When the children returned from Sunday Schools, they would all wait in line to repeat the golden text to Reddy.
“We had to tell her where the golden text was taken from and we had to say, ‘I wash my hands this morning so very clean and white, I lend them out to Jesus to work for me’. We had to always tell her something when we come home. She used to want to know that we read properly, so as a result, at nights she always use my bigger sister who is now taking care of her to back us up. My sister was good in her school work and my mother couldn’t read so good, but she could help herself,” said Cecil, who now helps with the care of his mother along with his older sister, Deloris.
“In those days, parents never have the time to do those things, because when she came from work five o’clock she cook the pot and sometimes pot don’t ready until seven o’clock.
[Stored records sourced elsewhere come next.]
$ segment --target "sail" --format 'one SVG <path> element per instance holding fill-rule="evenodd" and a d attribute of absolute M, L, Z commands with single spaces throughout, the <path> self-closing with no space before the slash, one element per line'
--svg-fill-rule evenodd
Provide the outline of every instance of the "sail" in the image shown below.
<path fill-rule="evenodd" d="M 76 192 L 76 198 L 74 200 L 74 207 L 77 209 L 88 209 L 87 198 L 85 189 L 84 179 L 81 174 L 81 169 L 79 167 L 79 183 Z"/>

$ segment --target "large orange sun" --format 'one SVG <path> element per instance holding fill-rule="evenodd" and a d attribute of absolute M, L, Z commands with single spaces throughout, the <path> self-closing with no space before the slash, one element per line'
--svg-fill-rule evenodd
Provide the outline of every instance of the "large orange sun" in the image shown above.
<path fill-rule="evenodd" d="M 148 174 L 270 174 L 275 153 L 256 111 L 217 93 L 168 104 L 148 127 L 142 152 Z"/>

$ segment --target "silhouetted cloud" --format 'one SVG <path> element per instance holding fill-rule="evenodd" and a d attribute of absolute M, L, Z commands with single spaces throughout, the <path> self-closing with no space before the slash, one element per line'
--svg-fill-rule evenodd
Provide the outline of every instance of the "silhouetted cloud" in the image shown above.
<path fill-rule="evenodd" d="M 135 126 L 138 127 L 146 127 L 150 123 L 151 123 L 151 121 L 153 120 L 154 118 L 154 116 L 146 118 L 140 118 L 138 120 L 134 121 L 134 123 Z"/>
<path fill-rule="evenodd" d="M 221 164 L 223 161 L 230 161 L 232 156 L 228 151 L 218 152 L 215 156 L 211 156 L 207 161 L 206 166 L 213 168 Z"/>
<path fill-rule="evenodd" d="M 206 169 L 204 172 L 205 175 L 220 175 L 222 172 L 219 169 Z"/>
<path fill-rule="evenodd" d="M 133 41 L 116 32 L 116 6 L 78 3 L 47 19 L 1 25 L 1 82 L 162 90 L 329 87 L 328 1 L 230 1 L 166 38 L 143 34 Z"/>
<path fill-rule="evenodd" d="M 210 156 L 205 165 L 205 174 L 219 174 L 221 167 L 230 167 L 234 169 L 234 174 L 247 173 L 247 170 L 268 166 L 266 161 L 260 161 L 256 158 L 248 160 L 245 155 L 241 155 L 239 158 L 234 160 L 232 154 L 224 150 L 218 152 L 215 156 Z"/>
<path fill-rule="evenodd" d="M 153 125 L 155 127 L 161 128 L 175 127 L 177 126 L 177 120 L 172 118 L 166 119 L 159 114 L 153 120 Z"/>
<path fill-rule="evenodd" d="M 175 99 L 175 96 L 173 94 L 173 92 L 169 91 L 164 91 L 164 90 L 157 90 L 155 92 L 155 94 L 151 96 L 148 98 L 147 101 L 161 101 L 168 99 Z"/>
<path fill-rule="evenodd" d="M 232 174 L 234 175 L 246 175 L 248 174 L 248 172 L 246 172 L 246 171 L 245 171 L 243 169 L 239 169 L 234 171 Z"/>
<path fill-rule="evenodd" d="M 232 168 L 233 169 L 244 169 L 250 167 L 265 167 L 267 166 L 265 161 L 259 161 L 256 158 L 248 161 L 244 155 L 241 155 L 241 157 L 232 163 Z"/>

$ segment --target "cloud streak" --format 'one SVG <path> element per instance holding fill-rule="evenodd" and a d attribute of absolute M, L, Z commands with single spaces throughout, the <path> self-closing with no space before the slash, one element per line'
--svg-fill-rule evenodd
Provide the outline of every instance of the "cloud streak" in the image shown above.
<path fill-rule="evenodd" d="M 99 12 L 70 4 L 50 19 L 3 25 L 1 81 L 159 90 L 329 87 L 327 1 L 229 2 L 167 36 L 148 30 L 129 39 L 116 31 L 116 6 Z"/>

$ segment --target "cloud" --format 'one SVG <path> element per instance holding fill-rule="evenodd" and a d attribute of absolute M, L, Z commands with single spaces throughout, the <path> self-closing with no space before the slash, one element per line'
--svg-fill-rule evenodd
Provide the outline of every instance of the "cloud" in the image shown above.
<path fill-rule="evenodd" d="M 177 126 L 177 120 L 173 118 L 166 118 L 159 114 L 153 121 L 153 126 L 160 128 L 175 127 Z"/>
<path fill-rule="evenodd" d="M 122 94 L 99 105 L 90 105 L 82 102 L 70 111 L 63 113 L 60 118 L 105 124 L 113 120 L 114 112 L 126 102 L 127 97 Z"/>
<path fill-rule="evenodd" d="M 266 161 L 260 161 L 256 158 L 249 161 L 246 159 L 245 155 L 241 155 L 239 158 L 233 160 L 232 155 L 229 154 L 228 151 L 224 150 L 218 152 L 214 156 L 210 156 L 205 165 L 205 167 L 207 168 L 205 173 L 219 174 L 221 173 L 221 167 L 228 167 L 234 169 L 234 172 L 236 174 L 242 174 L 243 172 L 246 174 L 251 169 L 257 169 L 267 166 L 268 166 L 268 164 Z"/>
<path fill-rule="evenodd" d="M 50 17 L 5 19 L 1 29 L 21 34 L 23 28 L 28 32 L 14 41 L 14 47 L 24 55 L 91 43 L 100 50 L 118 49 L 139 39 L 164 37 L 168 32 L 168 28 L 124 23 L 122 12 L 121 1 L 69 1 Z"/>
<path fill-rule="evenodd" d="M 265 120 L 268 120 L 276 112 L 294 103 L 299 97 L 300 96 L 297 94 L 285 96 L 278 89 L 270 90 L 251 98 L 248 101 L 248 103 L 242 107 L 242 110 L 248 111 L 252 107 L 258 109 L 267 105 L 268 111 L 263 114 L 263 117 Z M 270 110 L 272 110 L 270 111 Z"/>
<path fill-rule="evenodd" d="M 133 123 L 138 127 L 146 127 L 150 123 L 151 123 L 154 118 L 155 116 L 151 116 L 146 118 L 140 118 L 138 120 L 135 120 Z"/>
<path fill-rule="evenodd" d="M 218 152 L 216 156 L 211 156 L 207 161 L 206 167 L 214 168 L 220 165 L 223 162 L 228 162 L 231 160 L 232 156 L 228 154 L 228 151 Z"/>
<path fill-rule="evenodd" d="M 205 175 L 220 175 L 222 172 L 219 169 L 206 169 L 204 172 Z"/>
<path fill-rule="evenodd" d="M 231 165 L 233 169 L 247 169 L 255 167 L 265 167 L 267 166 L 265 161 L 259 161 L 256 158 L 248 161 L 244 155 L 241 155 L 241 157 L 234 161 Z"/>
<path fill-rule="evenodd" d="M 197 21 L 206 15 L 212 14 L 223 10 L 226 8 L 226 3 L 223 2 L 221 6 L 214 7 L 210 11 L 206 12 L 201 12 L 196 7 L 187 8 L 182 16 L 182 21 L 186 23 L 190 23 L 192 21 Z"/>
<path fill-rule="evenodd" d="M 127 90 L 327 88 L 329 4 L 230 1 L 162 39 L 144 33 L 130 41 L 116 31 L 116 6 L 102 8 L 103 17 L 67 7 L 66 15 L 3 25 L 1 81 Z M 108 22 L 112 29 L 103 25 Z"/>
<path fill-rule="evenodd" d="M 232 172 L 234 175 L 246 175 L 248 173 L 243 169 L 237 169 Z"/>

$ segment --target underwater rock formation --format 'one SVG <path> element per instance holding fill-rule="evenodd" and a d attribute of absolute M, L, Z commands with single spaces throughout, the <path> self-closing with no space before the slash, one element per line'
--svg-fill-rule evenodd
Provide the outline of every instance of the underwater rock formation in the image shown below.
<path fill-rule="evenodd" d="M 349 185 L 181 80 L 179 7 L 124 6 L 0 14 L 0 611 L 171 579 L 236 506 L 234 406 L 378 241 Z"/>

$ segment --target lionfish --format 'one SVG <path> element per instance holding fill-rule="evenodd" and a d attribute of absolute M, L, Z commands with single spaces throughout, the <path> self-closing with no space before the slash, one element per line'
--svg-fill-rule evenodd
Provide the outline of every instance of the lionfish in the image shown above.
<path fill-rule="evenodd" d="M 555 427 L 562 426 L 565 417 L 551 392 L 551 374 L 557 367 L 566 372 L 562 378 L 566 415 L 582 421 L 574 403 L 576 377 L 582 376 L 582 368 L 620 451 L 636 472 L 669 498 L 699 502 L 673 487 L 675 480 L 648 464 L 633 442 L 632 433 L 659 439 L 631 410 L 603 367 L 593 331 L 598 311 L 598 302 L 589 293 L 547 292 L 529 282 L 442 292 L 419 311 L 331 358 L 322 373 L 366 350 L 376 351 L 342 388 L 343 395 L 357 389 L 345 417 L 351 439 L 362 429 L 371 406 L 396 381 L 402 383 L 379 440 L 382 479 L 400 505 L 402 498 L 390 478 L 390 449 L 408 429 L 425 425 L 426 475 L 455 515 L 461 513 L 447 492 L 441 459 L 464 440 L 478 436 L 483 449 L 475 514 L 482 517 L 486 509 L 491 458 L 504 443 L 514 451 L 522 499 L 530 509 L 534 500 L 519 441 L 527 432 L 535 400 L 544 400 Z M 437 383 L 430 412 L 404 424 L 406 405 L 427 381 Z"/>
She always use the ‘turn stick’ and if she say ‘spell your name’ and you can’t spell it we a get a lick.”
The turn stick was a stick made from bamboo for the purpose of administering discipline.
Whenever the lunch money was not enough Reddy would make dukonoos or what some know as ‘blue draws’ or ‘tie leaf’ and gave her children to take to school.
“I always had problems with it because I couldn’t reach school with it, because from I leave the house every minute I take it out and taste it, and taste it, until eventually I eat it before I reach school,” Cecil said.
The centenarian was also known for her tasty cooking, especially of cassava dumplings and pepperpot soup.
“When you bite her dumplings you hear ‘Felix’, they were tight,” her son said. “She would use the cassava head to make dumplings and she used to boil the pepperpot because in those days you never used to meat so much … a little piece of salt beef and nubadead (cocoa tree) leave and dasheen heart. She would put it on top of the pot and while the pot cooking she would take it out and chop it up and throw it in the pot and stir it in with the salt beef. It used to be very delicious. We miss those things.”
Despite working so hard to care for her family, Reddy found time to play with her children and would play ‘moon shine baby’ at nights with them, while also telling them ‘Anancy’ and ‘duppy’ stories, especially since she believed she had an encounter with a ghost when she was young. She was also very thoughtful when it came to her children.
“If it was one sweetie — mint ball in those days, she would put it in her frocktail and she would crack it and all of us would have to get a taste of it — all 13 of us,” Cecil recalled. “She was that type of mother.”
Of her nine living children, three live overseas, four in Port Maria and two with her. Today, the centenarian, who is now confined to a wheelchair and unable to hear clearly, has 46 grandchildren, 92 great grandchildren and 30 great great grandchildren.
“I am very thankful to her for what she has done for us,” Cecil said. “And to see that inspite of the struggles of life she has lived to see her 100 birthday.”